Absolute targets will not only allow a carbon exchange to be created, but will also allow Quebec businesses that have reduced their emissions to sell their credits on external markets, in Europe for instance. If the federal government insists, however, on establishing a regulatory program based on intensity targets, this will have negative effects on Quebec businesses, which will unfortunately then not be able to sell greenhouse gas emission reductions on foreign markets.
That brings to mind an industrial sector in Quebec, the aluminum sector, which has reduced its greenhouse gas emissions to 15% below 1990 levels. Smelters would like a regulatory system that does not necessarily give them an advantage over other industries, but is fair. Canada signed the international convention on climate change and the Kyoto protocol in 1997, and businesses in a province like Quebec that decided to implement plans to fight climate change should not be penalized. Quebec should not be penalized. The federal government is just trying to play to its economic base in the west.
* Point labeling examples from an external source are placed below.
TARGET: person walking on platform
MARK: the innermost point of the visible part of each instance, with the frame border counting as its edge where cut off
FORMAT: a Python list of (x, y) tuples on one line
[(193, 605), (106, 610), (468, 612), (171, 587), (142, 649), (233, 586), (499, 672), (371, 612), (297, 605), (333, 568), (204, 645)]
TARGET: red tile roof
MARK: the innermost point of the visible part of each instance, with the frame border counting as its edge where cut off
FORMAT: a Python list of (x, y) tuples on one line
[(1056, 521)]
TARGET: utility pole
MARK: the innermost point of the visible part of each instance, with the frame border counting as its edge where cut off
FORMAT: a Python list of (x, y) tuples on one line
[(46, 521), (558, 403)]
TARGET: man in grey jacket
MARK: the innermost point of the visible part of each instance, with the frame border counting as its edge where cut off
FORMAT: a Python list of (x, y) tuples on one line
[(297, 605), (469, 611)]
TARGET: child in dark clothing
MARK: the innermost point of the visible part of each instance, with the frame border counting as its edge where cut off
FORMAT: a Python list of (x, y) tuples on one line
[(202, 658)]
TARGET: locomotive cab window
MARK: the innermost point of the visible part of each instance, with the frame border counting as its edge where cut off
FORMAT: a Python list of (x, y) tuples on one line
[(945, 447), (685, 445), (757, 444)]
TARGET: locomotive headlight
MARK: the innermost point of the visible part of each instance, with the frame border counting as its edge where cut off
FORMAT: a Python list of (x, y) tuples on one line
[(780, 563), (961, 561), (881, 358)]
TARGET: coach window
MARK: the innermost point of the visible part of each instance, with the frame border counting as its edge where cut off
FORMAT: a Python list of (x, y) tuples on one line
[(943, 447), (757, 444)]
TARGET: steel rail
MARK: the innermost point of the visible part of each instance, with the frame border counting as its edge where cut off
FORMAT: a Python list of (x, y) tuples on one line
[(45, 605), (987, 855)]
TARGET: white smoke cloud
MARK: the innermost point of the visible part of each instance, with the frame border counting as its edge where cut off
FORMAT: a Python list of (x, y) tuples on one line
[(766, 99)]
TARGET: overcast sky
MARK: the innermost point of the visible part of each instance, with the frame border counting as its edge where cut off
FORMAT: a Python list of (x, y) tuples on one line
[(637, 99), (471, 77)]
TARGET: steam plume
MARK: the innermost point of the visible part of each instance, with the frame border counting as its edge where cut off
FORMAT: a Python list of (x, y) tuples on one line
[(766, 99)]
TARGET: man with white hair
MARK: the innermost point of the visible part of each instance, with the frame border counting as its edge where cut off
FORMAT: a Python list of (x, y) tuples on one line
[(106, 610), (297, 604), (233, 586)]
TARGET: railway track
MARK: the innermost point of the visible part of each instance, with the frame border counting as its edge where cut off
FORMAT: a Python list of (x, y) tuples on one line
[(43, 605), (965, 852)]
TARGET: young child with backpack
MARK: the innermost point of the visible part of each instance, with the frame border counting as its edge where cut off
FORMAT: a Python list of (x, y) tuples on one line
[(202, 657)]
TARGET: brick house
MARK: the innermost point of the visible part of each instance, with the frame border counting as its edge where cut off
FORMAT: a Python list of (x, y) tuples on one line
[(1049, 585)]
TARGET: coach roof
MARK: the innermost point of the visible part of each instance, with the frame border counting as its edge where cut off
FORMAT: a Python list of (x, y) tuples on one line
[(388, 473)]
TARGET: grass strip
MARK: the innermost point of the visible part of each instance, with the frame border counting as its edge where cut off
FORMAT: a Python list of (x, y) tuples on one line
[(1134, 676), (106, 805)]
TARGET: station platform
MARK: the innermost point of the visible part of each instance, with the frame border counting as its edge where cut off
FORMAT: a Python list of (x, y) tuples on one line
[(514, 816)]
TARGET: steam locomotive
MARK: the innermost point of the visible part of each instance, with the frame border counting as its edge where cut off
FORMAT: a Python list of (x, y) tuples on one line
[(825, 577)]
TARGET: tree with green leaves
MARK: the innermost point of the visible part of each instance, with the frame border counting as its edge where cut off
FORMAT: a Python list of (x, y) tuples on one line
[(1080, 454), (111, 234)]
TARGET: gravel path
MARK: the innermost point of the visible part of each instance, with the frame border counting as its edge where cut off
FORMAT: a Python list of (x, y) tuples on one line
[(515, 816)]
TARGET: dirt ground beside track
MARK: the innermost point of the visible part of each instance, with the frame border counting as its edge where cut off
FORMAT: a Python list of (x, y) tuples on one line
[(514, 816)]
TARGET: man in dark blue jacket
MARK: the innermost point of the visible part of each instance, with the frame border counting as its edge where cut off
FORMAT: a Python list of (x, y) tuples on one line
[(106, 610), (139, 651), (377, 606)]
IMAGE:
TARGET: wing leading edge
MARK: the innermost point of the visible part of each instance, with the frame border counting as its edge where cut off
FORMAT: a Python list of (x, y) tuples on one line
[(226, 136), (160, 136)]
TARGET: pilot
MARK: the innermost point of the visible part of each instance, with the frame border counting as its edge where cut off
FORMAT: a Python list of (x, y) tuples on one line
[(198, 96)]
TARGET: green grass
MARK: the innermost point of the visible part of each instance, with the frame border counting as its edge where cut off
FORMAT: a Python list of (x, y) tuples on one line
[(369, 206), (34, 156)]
Secondly, the motion refers to scientific knowledge. With just a few months to go before the climate change conference in Copenhagen, we need an accord that limits the rise in global temperature to 2oC above that of the pre-industrial period. According to the Intergovernmental Panel on Climate Change, that is the only way to avoid disaster. How can we reach those targets? By setting absolute greenhouse gas emissions reduction targets for Canada so that Canadian companies are forced to reduce their emissions to 20% to 25% below 1990 levels, as the motion states, not 2005 levels, as the government would have it. A 20% reduction below 1990 levels in 2020 is the only way to avert disaster.
But the government is not listening. This morning, I was reading an article that said that if we want to avoid the worst-case scenario in the coming years, corporations will have to limit consumption of petroleum and fossil fuels to just one quarter of global reserves.
What do the message and the study published in the scientific journal Nature mean? They mean that the policy proposed by the Bloc Québécois—in the economic plan it put forward this morning to reduce our dependence on fossil fuels—is the best policy put forward to date.
Finally, rather than help Canada's petroleum and natural gas industries, the government should support this motion by adopting absolute reduction targets based on scientific knowledge, using 1990 as the base year.